Step 2: Serve the model using vLLM #

After compiling the model, you can run the model using vLLM. Save the contents of the below script to another shell script file, for example, start_vllm.sh and then run it.

[ ]:

%%writefile start_vllm.sh
#!/bin/bash

echo "Running vLLM server in the background..."
rm -f ./vllm_server.log

export NEURON_RT_INSPECT_ENABLE=0
export NEURON_RT_VIRTUAL_CORE_SIZE=2

# These should be the same paths used when compiling the model.
MODEL_PATH="/home/ubuntu/models/Llama-3.3-70B-Instruct/"
COMPILED_MODEL_PATH="/home/ubuntu/traced_model/Llama-3.3-70B-Instruct/"

export VLLM_NEURON_FRAMEWORK="neuronx-distributed-inference"
export NEURON_COMPILED_ARTIFACTS=$COMPILED_MODEL_PATH
VLLM_RPC_TIMEOUT=100000
nohup python -m vllm.entrypoints.openai.api_server \
    --model $MODEL_PATH \
    --max-num-seqs 4 \
    --max-model-len 8192 \
    --tensor-parallel-size 64 \
    --device neuron \
    --use-v2-block-manager \
    --block-size 32 \
    --port 8000 > ./vllm_server.log 2>&1 &
SERVER_PID=$!

echo "Server started in the background with the following id: $SERVER_PID. Waiting until server is ready to serve..."

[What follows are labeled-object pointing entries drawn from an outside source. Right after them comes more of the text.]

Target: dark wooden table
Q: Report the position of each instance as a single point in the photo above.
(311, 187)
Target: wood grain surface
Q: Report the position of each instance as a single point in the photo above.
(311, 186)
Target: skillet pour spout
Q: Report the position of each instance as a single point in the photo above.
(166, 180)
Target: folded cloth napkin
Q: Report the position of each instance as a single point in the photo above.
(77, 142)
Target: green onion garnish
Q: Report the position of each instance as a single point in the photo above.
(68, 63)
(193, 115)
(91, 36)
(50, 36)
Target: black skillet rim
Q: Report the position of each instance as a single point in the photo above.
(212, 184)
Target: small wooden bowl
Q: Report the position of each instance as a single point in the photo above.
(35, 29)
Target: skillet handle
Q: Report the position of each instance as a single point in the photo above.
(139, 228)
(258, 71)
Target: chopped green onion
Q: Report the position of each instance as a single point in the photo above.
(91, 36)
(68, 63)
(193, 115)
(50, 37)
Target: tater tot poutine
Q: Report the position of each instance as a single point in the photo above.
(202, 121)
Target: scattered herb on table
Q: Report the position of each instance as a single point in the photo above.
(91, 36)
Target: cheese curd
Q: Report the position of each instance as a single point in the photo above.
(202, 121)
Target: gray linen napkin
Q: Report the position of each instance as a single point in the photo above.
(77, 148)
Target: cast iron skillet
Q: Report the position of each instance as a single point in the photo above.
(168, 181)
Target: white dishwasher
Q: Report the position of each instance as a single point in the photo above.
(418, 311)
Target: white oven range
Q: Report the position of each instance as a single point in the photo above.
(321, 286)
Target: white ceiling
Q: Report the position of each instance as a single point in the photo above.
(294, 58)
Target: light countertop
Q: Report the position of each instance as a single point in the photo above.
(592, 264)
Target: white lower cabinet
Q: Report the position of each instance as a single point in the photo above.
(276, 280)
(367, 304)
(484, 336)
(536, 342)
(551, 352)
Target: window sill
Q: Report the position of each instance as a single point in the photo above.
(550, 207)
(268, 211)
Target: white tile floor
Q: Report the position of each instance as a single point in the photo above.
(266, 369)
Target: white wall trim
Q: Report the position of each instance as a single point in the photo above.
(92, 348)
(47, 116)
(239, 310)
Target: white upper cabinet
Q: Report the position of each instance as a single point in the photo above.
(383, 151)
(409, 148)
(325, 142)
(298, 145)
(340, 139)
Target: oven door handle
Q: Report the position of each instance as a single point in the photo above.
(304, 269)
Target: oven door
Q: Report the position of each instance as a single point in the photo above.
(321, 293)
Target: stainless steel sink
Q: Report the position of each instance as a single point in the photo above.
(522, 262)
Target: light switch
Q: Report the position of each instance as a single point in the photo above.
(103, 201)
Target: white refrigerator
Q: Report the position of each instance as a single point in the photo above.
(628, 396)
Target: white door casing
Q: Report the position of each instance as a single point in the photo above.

until grep -q "Server is ready to serve" ./vllm_server.log 2>/dev/null || ! kill -0 $SERVER_PID 2>/dev/null; do sleep 0.5; done
grep -q "Server is ready to serve" ./vllm_server.log 2>/dev/null && echo "vLLM Server is ready!" || (echo "vLLM Server failed, check the ./vllm_server.log file" && exit 1)

[ ]:

!chmod +x ./start_vllm.sh
!./start_vllm.sh

If you see the below logs, that means your server is up and running:

INFO: Started server process [284309]
INFO: Waiting for application startup.
INFO: Application startup complete.
INFO: Uvicorn running on http://0.0.0.0:8000 (Press CTRL+C to quit)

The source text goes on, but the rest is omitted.